Quest Status: 703 / 1000
TSPDT Rank #500
An early-20th century aristocratic woman is reimagined as a 17th-century English nobleman who mysteriously becomes a woman on her 400-year-long journey into the present. Being an unconventional historical fantasy featuring an androgynous actor in the lead role and directed by a woman, it's not a shock that Orlando isn't more well known. To put it in context, remember that at the time of its release, Basic Instinct was riding a wave of sexual controversy, with its brilliant but dangerous bisexual female villain and her provocative leg crossing shot. But what about a film that features a woman playing a man, who transforms into a woman mid-way through the film without warning, only to proclaim "Same person. No difference at all... just a difference sex."Basic Instinct was the source of much debate and controversy at the time of its release, although Orlando gives the viewer just as much material for consideration and discussion, without the sensational cheap thrills. Orlando (Tilda Swinton) is not a pathological killer, nor is his ambiguous sex portrayed as devious or threatening. He drifts through four centuries almost unnoticed - an unimportant aristocrat who lives a life of leisure and privilege. Sally Potter covers these four centuries briskly, using thematic intertitles such as "Love," "Poetry," and "Politics" to convey shifts in Orlando's life and the accompanying jumps in time. As a result, Orlando often feels like a series of vignettes, a capsule history of England seen through the eyes of the ruling classes.
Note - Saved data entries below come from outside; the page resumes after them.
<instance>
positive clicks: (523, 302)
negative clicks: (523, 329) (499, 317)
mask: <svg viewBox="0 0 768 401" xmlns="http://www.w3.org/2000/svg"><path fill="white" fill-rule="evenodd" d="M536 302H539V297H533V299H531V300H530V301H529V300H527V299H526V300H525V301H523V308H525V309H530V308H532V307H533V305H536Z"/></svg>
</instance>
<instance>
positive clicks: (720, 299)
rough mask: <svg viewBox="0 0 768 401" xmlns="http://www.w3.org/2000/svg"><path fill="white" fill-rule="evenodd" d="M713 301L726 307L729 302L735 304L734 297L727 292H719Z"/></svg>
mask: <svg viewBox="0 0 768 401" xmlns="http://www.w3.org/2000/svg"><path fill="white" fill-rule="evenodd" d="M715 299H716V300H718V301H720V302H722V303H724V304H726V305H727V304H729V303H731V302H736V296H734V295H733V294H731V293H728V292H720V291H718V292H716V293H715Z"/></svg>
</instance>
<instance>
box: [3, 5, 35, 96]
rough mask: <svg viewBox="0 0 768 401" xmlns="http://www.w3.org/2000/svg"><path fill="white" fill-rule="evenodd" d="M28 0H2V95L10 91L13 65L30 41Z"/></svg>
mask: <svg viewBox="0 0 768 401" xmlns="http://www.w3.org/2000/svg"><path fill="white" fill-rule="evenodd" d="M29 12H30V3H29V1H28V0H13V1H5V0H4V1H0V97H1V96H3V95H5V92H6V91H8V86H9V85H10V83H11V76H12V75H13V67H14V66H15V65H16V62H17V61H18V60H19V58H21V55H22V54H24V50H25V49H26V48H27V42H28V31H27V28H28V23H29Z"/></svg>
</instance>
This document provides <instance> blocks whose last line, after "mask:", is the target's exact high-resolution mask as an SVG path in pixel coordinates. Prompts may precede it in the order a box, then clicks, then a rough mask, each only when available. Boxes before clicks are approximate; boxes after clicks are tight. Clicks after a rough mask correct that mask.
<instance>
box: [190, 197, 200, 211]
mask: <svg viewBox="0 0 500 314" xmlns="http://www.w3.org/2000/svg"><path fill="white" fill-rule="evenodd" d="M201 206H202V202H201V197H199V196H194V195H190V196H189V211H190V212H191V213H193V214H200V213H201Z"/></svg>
Based on a novel by the great English writer Virginia Woolf, with the titular character modeled on Woolf's real-life friend and lover Vita Sackville-West, Orlando portrays history not with the sweeping narrative devices of most historical epics, but with the delicate touch of a character study. Orlando has experiences which transcend time and age, but here they are captured as snapshots in a single life, individual moments in time which flow into one another in a cycle which eventually leads us back to the beginning. Orlando is a masterpiece of simplicity, never overwhelming the viewer or forcing ideas into their heads. Orlando is a symbolic character, just as believable a man as she is a woman, whose importance as a trans figure lies in her matter-of-fact gender fluidity. In this sense, audiences today might still not be ready for the ambiguity and fleeting beauty of Sally Potter's time and gender-defying ode to the English aristocracy.